Paul Carpentier and Jan van Riel coined the term CAS while working at a company called FilePool in the late 1990s. FilePool was purchased by EMC Corporation in 2001 and was released the next year as Centera. [4] The timing was perfect; the introduction of the Sarbanes–Oxley Act in 2002 required companies to store huge amounts of documentation for extended periods and required them to do so in a fashion that ensured they were not edited after-the-fact. [5]

A number of similar products soon appeared from other large-system vendors. In mid-2004, the industry group SNIA began working with a number of CAS providers to create standard behavior and interoperability guidelines for CAS systems. [6]

In addition to CAS, a number of similar products emerged that added CAS-like capabilities to existing products; notable among these was IBM Tivoli Storage Manager. The rise of cloud computing and the associated elastic cloud storage systems like Amazon S3 further diluted the value of dedicated CAS systems. Dell purchased EMC in 2016 and stopped sales of the original Centera in 2018 in favor of their elastic storage product. [7]

CAS was not associated with peer-to-peer applications until the 2000s, when rapidly proliferating Internet access in homes and businesses led to a large number of computer users who wanted to swap files, originally doing so on centrally managed services like Napster. However, an injunction against Napster prompted the independent development of file-sharing services such as BitTorrent, which could not be centrally shut down. In order to function without a central federating server, these services rely heavily on CAS to enforce the faithful copying and easy querying of unique files. At the same time, the growth of the open-source software movement in the 2000s led to the rapid proliferation of CAS-based services such as Git, a version control system that uses numerous cryptographic functions such as Merkle trees to enforce data integrity between users and allow for multiple versions of files with minimal disk and network usage. Around this time, individual users of public-key cryptography used CAS to store their public keys on systems such as key servers.

The rise of mobile computing and high capacity mobile broadband networks in the 2010s, coupled with increasing reliance on web applications for everyday computing tasks, strained the existing location-addressed client–server model commonplace among Internet services, leading to an accelerated pace of link rot and an increased reliance on centralized cloud hosting. Furthermore, growing concerns about the centralization of computing power in the hands of large technology companies, potential monopoly power abuses, and privacy concerns led to a number of projects created with the goal of creating more decentralized systems. Bitcoin uses CAS and public/private key pairs to manage wallet addresses, as do most other cryptocurrencies.

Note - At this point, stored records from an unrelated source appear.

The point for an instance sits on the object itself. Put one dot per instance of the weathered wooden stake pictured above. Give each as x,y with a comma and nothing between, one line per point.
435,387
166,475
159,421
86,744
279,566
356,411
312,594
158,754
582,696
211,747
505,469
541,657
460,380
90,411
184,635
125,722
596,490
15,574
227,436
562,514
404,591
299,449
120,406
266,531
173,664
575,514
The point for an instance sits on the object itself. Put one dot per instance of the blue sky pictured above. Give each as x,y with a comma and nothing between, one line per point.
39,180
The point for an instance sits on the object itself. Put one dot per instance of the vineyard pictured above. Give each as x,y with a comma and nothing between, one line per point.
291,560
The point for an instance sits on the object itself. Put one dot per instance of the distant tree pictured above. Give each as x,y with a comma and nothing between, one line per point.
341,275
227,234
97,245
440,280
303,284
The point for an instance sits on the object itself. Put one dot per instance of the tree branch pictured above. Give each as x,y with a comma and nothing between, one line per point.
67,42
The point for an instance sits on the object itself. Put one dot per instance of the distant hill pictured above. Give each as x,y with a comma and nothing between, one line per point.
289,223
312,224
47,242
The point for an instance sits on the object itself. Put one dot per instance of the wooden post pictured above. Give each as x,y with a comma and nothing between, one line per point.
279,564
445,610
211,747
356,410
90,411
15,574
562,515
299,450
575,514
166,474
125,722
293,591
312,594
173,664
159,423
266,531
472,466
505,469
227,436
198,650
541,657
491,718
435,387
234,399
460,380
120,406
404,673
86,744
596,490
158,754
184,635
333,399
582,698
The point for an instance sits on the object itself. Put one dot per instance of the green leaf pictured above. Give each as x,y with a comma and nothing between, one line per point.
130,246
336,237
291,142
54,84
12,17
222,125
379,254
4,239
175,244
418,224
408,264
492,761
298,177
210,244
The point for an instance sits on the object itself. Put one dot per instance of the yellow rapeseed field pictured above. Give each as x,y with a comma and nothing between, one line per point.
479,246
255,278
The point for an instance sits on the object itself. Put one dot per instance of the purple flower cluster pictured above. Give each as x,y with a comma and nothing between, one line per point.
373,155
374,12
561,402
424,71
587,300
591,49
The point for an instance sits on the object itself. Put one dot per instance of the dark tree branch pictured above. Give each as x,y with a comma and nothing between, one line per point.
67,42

IPFS uses CAS to identify and address communally hosted files on its network. Numerous other peer-to-peer systems designed to run on smartphones, which often access the Internet from varying locations, utilize CAS to store and access user data for both convenience and data privacy purposes, such as secure instant messaging.

Implementations

Proprietary

The Centera CAS system consists of a series of networked nodes (typically large servers running Linux), divided between storage nodes and access nodes. The access nodes maintain a synchronized directory of content addresses, and the corresponding storage node where each address can be found. When a new data element, or blob, is added, the device calculates a hash of the content and returns this hash as the blob's content address. [8] As mentioned above, the hash is searched to verify that identical content is not already present. If the content already exists, the device does not need to perform any additional steps; the content address already points to the proper content. Otherwise, the data is passed off to a storage node and written to the physical media.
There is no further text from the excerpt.